Sensex, Nifty come off heady heights, banking hits a wall
Breaking a four-day winning streak, key indices of the domestic equity markets closed on a lower note on Wednesday as weak global cues, coupled with heavy selling pressure in banking and auto stocks and huge outflow of foreign funds, hampered investments.business Updated: Dec 20, 2017 18:47 IST
Stock benchmarks on Wednesday had a hard landing after flying to new highs, pulled down by banking stocks in the wake of Reserve Ban of India action that rekindled fears about bad loans.
The Reserve Bank has initiated a ‘prompt corrective action’ against Bank of India for mounting bad loans, placing restrictions on it, including issuing of fresh loans and dividend distribution, BoI said.
Banking stocks led by PNB, Federal Bank, Bank of Baroda, HDFC Bank, SBI, Kotak Bank, Yes Bank and IndusInd Bank all suffered, with a fall of up to 4.35 per cent.
“The surge to record peaks failed to gather further momentum as RBI placing a bank under prompt corrective action framework put the sector on the backfoot.

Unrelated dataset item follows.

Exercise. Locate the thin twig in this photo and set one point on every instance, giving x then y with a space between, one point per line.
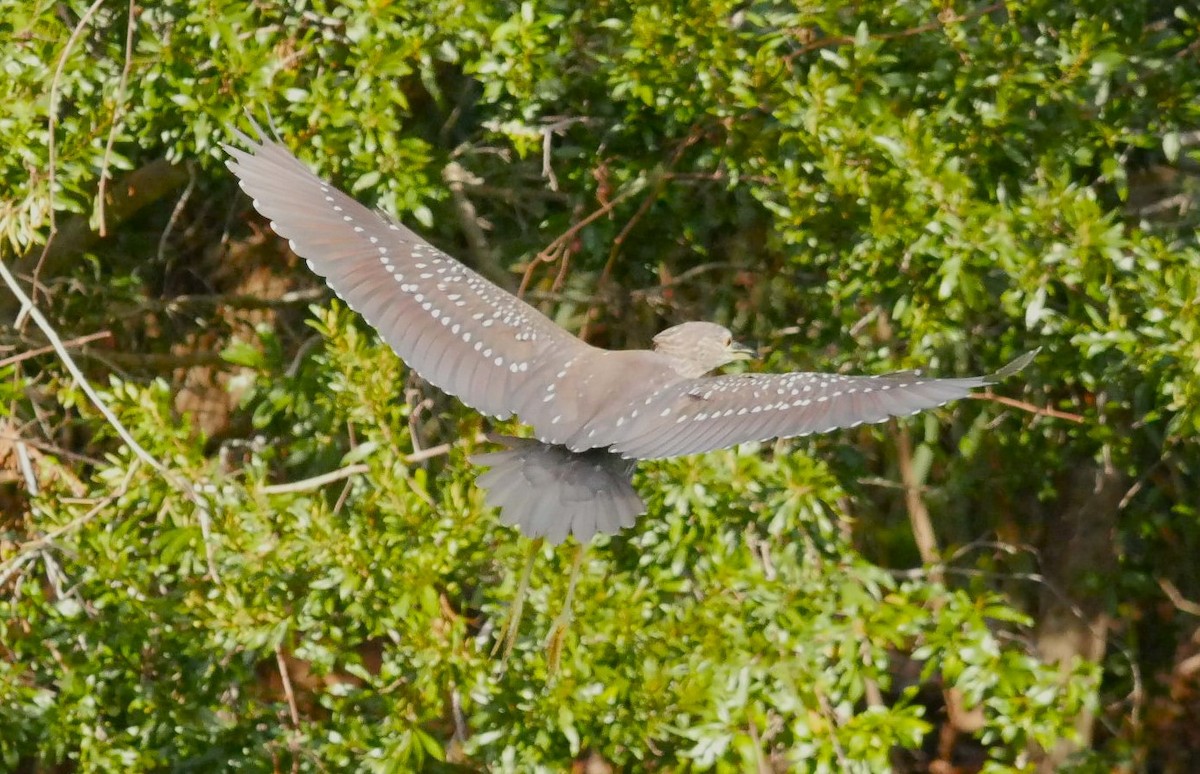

With RBI minutes as well as decision on US tax overhaul is awaited, caution was the watchword in the second half of the day,” said Anand James, Chief Market Strategist, Geojit Financial Services.
The open was positive for the 30-share Sensex, which hit a new high of 33,956.31, but gave in to the selling pressure due to NPA worries and settled at 33,777.38, down 59.36 points – or 0.18 per cent.
The BSE index had closed at a record high of 33,836.74 yesterday, with a rally of 783.70 points in the previous four sessions.
Similarly, the broader NSE Nifty went up to a fresh peak of 10,494.45, but lost it by closing down 19 points, or 0.18 per cent, at 10,444.20. It had finished at a record high of 10,463.20 yesterday.
The BSE banking index was the weakest of the lot, dropping 0.34 per cent, followed by auto and PSUs.
The finance ministry today said it did not provide the entire allotted amount towards recapitalisation as most of the public sector banks meet performance targets.
Besides, the rupee edging down from 3-month high against the dollar hit sentiment.
Asian stocks moved both ways and Europe opened lower as the judgement day neared for the US tax cut legislation.
Foreign portfolio investors (FPIs) net sold shares worth Rs 407.83 crore yesterday, but domestic institutional investors (DIIs) bought equities to the tune of Rs 357.40 crore.
Dr Reddy’s was in a pool of red, tumbling the most by 1.80 per cent, followed by Bharti Airtel. Other heavyweights such as Tata Steel, HDFC and NTPC added to the weakness.
Broader markets outsmarted their key indices, jumping up to 0.79 per cent.